I would argue that God hates for his children to be swallowed up in pain, consumed with fear, and deceived by lies.  I am almost certain that God's heart breaks for the people who struggle with monsters of depression, but believe they must continue to hide among their tormentors, at the risk of shame. He weeps for the children of alcoholic fathers, whose hearts were imprinted like wet cement in their earliest years.  I imagine that He detests the spirit of an age that cries for more wealth, for an "American dream," that will leave you enslaved and barely breathing.

I am certain that God sees divorce and He is waiting with open arms for beloved and wounded souls to find refuge and healing.

I was in college when this inevitable turn of events split apart my family and I had long since stopped having that dream. However, it was only this past December that I understood it. It's always been easy for me to see la vie en rose, the world in rose colored glasses. So I collected all the best parts, painted that picture and told that story.  

What I can see now is that no matter how much golden-hazed goodness I squeezed out of my childhood during the day, in my sleep, my subconscious screamed of the very real threat of impending doom.  Perpetually inching nearer to the cliff and I could do nothing. 

Except, yes, another except.

The reason we can't tell stories before it is time, is that we have not yet begun to see them in full light. 

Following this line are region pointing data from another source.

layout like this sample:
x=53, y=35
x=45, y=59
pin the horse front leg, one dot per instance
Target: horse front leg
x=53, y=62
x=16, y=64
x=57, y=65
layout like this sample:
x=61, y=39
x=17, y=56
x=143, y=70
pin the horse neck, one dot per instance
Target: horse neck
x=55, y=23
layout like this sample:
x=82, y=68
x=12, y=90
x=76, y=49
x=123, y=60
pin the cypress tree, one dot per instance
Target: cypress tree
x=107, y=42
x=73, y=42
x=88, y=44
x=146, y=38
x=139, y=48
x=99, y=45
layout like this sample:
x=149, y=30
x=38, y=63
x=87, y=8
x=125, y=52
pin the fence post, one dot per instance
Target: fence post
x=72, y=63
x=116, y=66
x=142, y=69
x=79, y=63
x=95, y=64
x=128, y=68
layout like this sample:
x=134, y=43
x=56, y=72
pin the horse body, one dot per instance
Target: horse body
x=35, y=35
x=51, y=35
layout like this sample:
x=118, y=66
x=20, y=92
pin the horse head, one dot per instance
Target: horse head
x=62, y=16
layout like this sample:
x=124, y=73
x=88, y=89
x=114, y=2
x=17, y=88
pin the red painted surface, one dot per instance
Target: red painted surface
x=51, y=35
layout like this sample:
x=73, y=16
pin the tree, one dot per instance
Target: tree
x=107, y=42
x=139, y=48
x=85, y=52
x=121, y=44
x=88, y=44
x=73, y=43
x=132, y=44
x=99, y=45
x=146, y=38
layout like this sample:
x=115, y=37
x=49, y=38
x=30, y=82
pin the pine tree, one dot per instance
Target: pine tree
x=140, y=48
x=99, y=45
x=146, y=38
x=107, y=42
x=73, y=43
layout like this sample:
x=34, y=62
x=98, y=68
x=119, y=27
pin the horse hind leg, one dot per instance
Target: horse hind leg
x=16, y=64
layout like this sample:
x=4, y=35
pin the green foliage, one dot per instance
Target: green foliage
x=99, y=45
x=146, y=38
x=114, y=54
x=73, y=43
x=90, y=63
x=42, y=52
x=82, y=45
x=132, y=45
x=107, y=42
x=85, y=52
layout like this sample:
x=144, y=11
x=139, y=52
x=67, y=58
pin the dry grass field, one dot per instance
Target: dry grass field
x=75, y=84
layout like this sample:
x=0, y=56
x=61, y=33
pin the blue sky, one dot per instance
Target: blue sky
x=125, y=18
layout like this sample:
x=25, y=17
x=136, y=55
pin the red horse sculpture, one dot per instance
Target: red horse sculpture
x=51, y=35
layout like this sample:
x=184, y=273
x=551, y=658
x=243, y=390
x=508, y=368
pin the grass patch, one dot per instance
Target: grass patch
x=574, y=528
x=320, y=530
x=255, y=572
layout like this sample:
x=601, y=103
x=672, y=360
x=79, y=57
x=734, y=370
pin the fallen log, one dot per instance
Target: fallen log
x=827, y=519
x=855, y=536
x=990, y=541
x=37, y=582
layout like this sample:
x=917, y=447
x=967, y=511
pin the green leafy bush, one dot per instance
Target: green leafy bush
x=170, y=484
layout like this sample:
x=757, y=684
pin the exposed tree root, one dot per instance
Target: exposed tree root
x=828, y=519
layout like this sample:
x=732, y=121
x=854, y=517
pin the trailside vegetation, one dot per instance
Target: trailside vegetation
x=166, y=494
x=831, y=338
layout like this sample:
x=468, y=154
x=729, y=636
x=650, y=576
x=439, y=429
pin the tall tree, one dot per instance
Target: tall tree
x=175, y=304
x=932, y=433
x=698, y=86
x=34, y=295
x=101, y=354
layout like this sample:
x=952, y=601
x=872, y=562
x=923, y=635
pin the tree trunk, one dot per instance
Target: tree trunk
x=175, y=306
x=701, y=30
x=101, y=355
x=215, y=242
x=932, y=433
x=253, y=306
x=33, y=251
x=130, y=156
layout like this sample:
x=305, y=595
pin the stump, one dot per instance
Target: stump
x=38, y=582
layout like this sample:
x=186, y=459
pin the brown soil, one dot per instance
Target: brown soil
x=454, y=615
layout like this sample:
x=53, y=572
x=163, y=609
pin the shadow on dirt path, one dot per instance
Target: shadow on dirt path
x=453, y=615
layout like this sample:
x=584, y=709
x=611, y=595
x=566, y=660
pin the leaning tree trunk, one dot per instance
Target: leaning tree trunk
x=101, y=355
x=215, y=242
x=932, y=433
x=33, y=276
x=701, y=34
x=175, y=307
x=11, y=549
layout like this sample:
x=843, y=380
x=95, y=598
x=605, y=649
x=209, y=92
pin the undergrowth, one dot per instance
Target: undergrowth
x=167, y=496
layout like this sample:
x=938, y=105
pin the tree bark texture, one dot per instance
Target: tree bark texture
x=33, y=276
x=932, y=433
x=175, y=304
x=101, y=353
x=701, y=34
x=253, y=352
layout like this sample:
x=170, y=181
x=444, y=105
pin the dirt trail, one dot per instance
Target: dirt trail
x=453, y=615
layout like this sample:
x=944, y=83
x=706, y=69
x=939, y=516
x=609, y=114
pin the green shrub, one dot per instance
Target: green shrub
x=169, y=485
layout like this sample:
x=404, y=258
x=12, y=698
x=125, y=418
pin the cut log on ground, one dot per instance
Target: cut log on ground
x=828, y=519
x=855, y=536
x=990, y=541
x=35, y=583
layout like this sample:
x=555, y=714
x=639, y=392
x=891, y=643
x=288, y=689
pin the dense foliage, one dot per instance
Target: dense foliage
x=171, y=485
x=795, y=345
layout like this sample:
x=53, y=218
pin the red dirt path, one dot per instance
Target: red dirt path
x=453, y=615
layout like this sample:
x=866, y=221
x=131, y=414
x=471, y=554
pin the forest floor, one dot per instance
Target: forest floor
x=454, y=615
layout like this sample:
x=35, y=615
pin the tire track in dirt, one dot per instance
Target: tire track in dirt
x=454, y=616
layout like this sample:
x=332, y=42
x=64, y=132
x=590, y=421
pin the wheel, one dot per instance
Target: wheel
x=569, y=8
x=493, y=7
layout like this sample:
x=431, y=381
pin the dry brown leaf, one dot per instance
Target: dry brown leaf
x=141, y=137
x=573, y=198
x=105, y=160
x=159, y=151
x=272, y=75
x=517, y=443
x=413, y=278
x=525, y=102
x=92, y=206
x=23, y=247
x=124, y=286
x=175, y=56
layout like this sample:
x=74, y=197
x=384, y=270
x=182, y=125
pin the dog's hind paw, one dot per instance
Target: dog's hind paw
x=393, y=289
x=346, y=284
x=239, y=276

And as I begin to look back on an illuminated past, light shining in the darkest corners and lowest valleys, I recall something my mom always said. It is only by the grace of God that any of you are okay. She said it all the time. Only the grace of God.  I, so foolishly, cast that aside as a rather dramatic declaration. How could I have known?  Things looked pretty golden and rosy to me.

The day that I understood that dream, I broke into heavy, heaving tears for a child who carried all the fears in the dark and faced each day in hope.  I shed tears for shattered illusions that I could no longer see, because it wasn't real.  Yes, there were so many beautiful parts, but there were so many lurking shadows.  As my tears fell, I saw this picture of my very favorite poem. I thought I knew the reason I loved it and the ways it moved my soul.  I thought I knew. We always think we know until we are dazzled by love.

I saw my tears falling, one by one into a forest, completely connected by this dark net.  

you, the forest that always surrounded us,

you, the song we sang in every silence, 
you dark net threading through us

I felt every last tear being collected by this great invisible force. I remembered how in all my dreams, while impending doom felt very real, I never fell. I never plummeted into the great abyss of uncertainty just waiting for me.  Not once.

And my tears of sorrow flowed stronger, but they became tears of gratitude beyond what my words can attempt.  It was an unseasonably warm day and I wrapped in a blanket, laid on the trampoline as the welcome December sun filled my face. 

We can tell stories of families and struggle.  We can tell stories of unfathomable beauty and hope.
But, how does a person tell a story so profoundly marked and held and sustained by the grace of God?
How do we even begin to see that thread woven through all of our days?  

I will try.

I love you, gentlest of Ways
who ripened us as we wrestled with you.

You, the great homesickness we could never shake
off,
you, the forest that always surrounded us,

you, the song we sang in every silence, 
you dark net threading through us,

You began yourself so greatly
on that day when you began us--
and we have so ripened in your sunlight,
spreading far and firmly planted--
that now in all people, angels, madonnas
you can decide the work is done.

Let your hand rest on the rim of Heaven now
And mutely bear the darkness we bring over you.